Cryptography in Python

 April 05, 2021     Python     No comments   

Often there is a need to encrypt data for storing in a database or transferring to another entity for processing. Python cryptography is a package which provides cryptographic recipes and primitives to Python developers. In this article we will see how to use the cryptography package to encrypt and decrypt data.

Terminology basics

Cryptography is associated with the process of converting ordinary plain text into unintelligible text and vice-versa.

Encryption is the process of taking plain text and scrambling it into an unreadable format of “cipher text.” 

Decryption is the process of transforming data that has been rendered unreadable through encryption back to its unencrypted form

Key is a secret, like a password used to encrypt and decrypt data.

Symmetric Key Cryptography also known as secret key cryptography and the encryption and decryption process use the same key. Examples include AES, DES, 3DES etc.

Asymmetric Key Cryptography also knows as public key cryptography and uses two keys in which one key will encrypt and other key will decrypt. Examples include Diffie-Hellman, DSA, RSA etc.

Python cryptography includes both high level recipes and low level interfaces to common cryptographic algorithms such as symmetric ciphers, message digests, and key derivation functions.

Fernet (Symmetric Key) example

Fernet is an implementation of symmetric (also known as “secret key”) authenticated cryptography. Fernet is built on top of a number of standard cryptographic primitives.

In this example, we use a predefined encryption key which needs to be securely stored in a secret store. Another variation is to use an additional password through a key derivation function.

from cryptography.fernet import Fernet
from cryptography.hazmat.primitives.kdf.scrypt import Scrypt

import base64

encryption_key = "Test"
passwd = "mypasswd"

def encrypt(text):
    kdf = Scrypt(salt=encryption_key.encode(), length=32, n=2 ** 14, r=8, p=1)
    key = base64.urlsafe_b64encode(kdf.derive(b""))
    fernet = Fernet(key)
    return base64.b64encode(fernet.encrypt(str.encode(text)))


def decrypt(enc):
    kdf = Scrypt(salt=encryption_key.encode(), length=32, n=2 ** 14, r=8, p=1)
    key = base64.urlsafe_b64encode(kdf.derive(b""))
    fernet = Fernet(key)
    decoded_str = base64.b64decode(enc)
    return fernet.decrypt(decoded_str).decode()

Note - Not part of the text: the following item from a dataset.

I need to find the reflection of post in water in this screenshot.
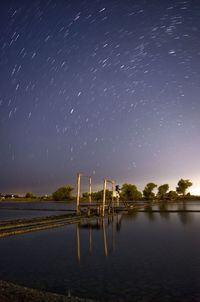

def encrypt_with_passwd(text):
    kdf = Scrypt(salt=encryption_key.encode(), length=32, n=2 ** 14, r=8, p=1)
    key = base64.urlsafe_b64encode(kdf.derive(passwd.encode()))
    fernet = Fernet(key)
    return base64.b64encode(fernet.encrypt(str.encode(text)))


def decrypt_with_passwd(enc):
    kdf = Scrypt(salt=encryption_key.encode(), length=32, n=2 ** 14, r=8, p=1)
    key = base64.urlsafe_b64encode(kdf.derive(passwd.encode()))
    fernet = Fernet(key)
    decoded_str = base64.b64decode(enc)
    return fernet.decrypt(decoded_str).decode()


encrypted_string = encrypt("Hello")
print("Encrypted string is " + str(encrypted_string))
print("Decrypted string is " + decrypt(encrypted_string))

encrypted_string = encrypt_with_passwd("Hello World")
print("Encrypted string is " + str(encrypted_string))
print("Decrypted string is " + decrypt_with_passwd(encrypted_string))
Output is:
Encrypted string is b'Z0FBQUFBQmdiQ3VIVG9UalpzR2s5MlBxV2I2U003d21Ba044RDZxelc3Z2JURGdmbXloSXNDeHM0RUtaQ2FvZHRYclBtOGpoVFdqSzA5NlpEZm5TVVlJb0VkY1Nza0VIMmc9PQ=='
Decrypted string is Hello
Encrypted string is b'Z0FBQUFBQmdiQ3VIbVRSOFF2LTJVQ0RLX05fT1BKcEhtSk5iWFcwWlB0eWRXZFhZWlk1OEV6NnJ2UHhlQkxlRHdmajRCUGVuUVBFdzlPbXdMS3hVa2x0dVZXX0U0c0VNaWc9PQ=='
Decrypted string is Hello World

Note on Parameters:
  • salt (bytes) – A salt. 
  • length (int) – The desired length of the derived key in bytes. 
  • n (int) – CPU/Memory cost parameter. It must be larger than 1 and be a power of 2. 
  • r (int) – Block size parameter. 
  • p (int) – Parallelization parameter.